Хюррем прижала Баязида к груди.

— Милый, держись подальше от этой злобной джиннши. И никогда не бери у нее ни сладостей, ни конфет, если она предложит.

Баязид дернул мать за длинные волосы и расхохотался.

Глава 94

 

Сулейман и Давуд сидели на корме небольшого баркаса. Давуд крепко держал руль, ведя судно по бурным водам Босфора. Они быстро проплыли мимо Девичьей башни и, пройдя между двумя военными кораблями, вышли в залив Золотой Рог.
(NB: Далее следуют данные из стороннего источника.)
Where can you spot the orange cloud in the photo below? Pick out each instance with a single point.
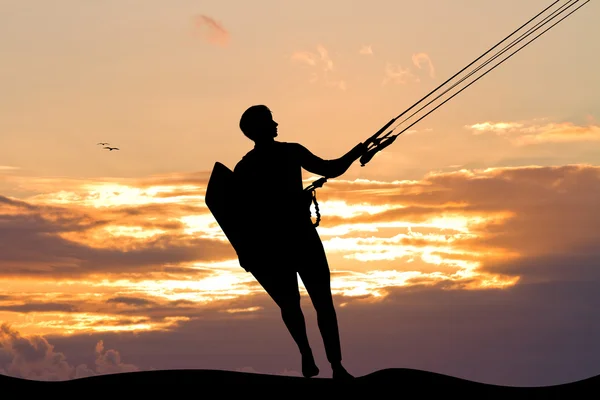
(529, 133)
(147, 255)
(366, 50)
(397, 74)
(321, 60)
(422, 58)
(213, 31)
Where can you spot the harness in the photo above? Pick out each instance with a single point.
(311, 190)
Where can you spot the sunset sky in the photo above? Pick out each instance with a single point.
(469, 247)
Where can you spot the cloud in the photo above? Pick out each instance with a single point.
(77, 269)
(35, 358)
(366, 50)
(398, 75)
(212, 30)
(530, 133)
(422, 58)
(322, 62)
(526, 335)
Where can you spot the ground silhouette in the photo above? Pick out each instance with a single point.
(399, 380)
(405, 380)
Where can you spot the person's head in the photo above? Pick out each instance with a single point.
(257, 123)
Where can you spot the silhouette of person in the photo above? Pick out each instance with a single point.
(281, 241)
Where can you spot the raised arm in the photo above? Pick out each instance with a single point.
(329, 168)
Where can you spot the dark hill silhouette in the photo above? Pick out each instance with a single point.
(408, 380)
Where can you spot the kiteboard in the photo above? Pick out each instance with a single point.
(225, 203)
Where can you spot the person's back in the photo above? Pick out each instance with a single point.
(271, 176)
(280, 241)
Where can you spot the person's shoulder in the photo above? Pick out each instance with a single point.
(243, 161)
(291, 146)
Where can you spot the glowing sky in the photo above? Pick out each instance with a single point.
(474, 223)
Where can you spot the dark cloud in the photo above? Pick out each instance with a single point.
(528, 335)
(35, 358)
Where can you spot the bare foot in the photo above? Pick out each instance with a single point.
(309, 367)
(340, 373)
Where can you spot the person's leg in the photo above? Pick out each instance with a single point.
(282, 286)
(316, 277)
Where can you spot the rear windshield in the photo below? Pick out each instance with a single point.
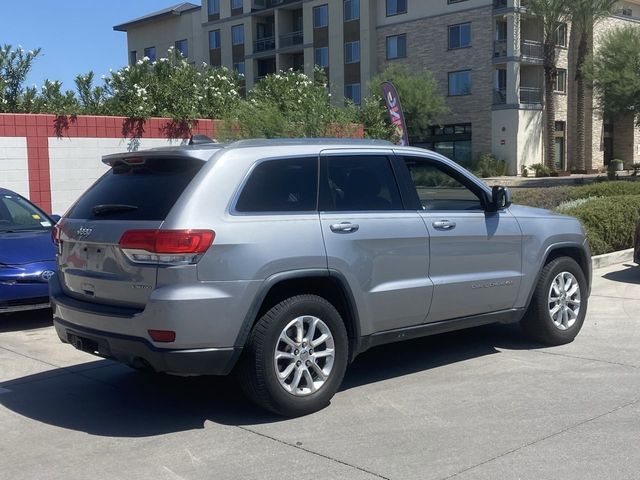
(137, 191)
(18, 214)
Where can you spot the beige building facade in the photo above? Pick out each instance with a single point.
(486, 56)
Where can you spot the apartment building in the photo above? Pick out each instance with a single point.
(486, 55)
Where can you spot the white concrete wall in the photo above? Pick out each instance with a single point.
(14, 168)
(75, 163)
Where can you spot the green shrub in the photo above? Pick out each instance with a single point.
(488, 165)
(548, 198)
(604, 189)
(610, 222)
(541, 170)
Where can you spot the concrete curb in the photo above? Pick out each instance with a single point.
(606, 259)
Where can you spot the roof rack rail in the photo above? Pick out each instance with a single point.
(200, 140)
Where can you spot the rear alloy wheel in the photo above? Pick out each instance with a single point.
(296, 356)
(559, 303)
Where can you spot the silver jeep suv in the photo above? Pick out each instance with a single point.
(282, 260)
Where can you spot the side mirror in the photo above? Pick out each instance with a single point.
(500, 198)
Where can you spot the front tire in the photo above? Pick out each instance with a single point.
(559, 304)
(296, 356)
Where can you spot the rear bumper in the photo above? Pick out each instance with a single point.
(139, 352)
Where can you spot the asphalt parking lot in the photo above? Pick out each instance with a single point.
(478, 404)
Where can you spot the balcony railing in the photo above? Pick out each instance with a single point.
(291, 39)
(264, 44)
(500, 96)
(531, 95)
(531, 49)
(500, 48)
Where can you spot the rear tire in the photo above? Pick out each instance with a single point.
(280, 371)
(559, 304)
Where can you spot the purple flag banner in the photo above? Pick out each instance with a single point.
(392, 99)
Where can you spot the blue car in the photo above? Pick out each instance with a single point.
(27, 254)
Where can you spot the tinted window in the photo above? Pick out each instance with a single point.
(287, 185)
(438, 189)
(18, 214)
(145, 191)
(359, 183)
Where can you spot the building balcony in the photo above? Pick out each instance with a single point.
(500, 96)
(264, 44)
(528, 96)
(530, 50)
(531, 95)
(291, 39)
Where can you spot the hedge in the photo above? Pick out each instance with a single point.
(551, 197)
(610, 222)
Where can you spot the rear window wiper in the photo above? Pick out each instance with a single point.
(112, 208)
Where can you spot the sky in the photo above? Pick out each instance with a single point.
(76, 36)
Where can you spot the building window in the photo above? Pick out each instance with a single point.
(239, 68)
(321, 16)
(561, 35)
(460, 83)
(213, 7)
(459, 35)
(396, 7)
(352, 52)
(396, 46)
(150, 53)
(322, 57)
(183, 47)
(237, 35)
(353, 93)
(561, 81)
(214, 39)
(351, 10)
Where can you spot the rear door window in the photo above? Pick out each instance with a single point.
(281, 185)
(140, 189)
(359, 183)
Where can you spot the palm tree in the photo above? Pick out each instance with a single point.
(584, 14)
(553, 13)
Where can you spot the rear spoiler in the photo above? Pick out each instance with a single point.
(202, 152)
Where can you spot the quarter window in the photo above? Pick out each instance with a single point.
(359, 183)
(214, 39)
(322, 57)
(460, 83)
(439, 189)
(459, 35)
(353, 92)
(237, 35)
(283, 185)
(352, 52)
(396, 46)
(351, 10)
(561, 81)
(213, 7)
(321, 16)
(183, 47)
(396, 7)
(150, 53)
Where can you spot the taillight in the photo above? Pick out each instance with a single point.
(56, 231)
(167, 247)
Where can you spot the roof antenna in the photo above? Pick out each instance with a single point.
(200, 140)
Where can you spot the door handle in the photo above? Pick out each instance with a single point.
(344, 227)
(444, 225)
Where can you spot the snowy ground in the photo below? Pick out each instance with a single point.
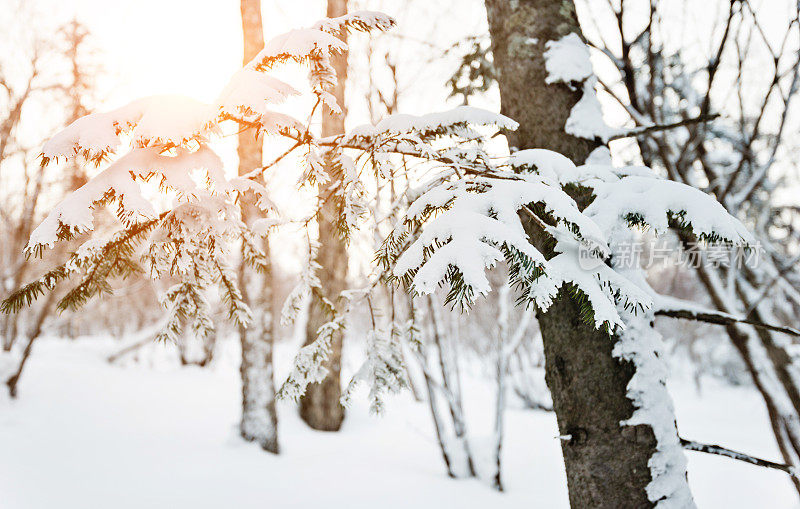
(85, 434)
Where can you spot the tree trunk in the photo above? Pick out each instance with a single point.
(259, 421)
(606, 463)
(320, 407)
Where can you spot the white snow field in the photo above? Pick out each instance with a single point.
(87, 434)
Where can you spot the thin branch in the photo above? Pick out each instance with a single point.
(691, 445)
(720, 318)
(639, 131)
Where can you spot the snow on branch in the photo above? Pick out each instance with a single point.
(567, 60)
(691, 445)
(451, 122)
(166, 120)
(363, 21)
(249, 93)
(676, 308)
(297, 45)
(656, 203)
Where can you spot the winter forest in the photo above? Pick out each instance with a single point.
(391, 254)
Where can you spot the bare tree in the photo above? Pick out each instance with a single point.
(20, 208)
(588, 384)
(750, 73)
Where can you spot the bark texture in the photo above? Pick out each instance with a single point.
(259, 421)
(606, 463)
(320, 407)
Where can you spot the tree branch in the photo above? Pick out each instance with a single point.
(720, 318)
(691, 445)
(639, 131)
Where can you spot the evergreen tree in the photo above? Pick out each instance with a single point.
(320, 407)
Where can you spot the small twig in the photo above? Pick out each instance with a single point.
(723, 319)
(639, 131)
(691, 445)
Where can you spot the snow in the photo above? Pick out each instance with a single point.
(462, 115)
(567, 60)
(76, 210)
(94, 134)
(482, 216)
(360, 20)
(88, 434)
(586, 117)
(652, 198)
(172, 119)
(250, 92)
(296, 45)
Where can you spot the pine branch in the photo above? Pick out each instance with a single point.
(720, 318)
(640, 131)
(691, 445)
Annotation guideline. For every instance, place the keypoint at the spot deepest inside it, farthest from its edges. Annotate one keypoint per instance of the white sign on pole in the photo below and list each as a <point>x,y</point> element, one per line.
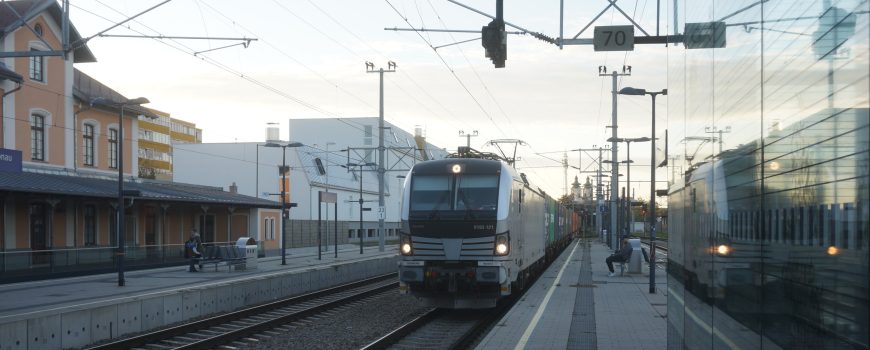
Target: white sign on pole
<point>613,38</point>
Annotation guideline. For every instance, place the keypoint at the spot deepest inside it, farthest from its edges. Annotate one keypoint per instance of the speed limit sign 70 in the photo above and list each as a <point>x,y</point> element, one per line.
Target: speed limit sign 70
<point>614,38</point>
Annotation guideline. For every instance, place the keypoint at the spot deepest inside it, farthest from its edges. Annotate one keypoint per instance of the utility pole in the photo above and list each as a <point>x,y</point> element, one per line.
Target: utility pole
<point>715,130</point>
<point>565,166</point>
<point>370,68</point>
<point>614,171</point>
<point>467,136</point>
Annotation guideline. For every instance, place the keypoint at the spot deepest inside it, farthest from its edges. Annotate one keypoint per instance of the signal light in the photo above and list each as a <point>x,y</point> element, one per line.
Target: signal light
<point>494,40</point>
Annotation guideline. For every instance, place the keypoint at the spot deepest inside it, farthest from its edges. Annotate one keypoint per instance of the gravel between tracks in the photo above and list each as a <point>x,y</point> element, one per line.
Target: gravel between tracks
<point>350,327</point>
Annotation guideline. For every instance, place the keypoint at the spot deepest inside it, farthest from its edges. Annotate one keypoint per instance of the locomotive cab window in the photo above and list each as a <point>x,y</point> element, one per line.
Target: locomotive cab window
<point>431,192</point>
<point>454,193</point>
<point>476,192</point>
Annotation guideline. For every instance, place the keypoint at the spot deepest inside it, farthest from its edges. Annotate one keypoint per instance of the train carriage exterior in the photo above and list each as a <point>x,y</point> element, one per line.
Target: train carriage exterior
<point>474,231</point>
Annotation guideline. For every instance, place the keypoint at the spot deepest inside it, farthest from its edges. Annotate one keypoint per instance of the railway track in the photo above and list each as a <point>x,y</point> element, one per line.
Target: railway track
<point>248,324</point>
<point>442,329</point>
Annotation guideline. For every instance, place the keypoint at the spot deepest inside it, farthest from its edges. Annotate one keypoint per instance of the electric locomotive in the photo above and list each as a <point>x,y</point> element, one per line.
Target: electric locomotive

Султан любовался красотой города в лучах закатного солнца; он смотрел на фонари, еще горящие между минаретами Айя-Софии в честь праздника.

— Я так горжусь своими сыновьями, — проговорил Сулейман, слушая плеск воды и хлопанье парусов. Он нагнулся, когда над ним проплыл парус.

Давуд задумчиво ответил:

— Наверное, приятно сознавать, что твой род продолжится и будет процветать в будущем.

Сулейман задумчиво посмотрел на своего красивого друга, но его улыбка угасла, когда он подумал о потомстве Давуда. Если все и дальше будет продолжаться как сейчас, потомства у Давуда не будет.

— Разве ты не хочешь быть с женщиной, познать прелести, которыми она обладает?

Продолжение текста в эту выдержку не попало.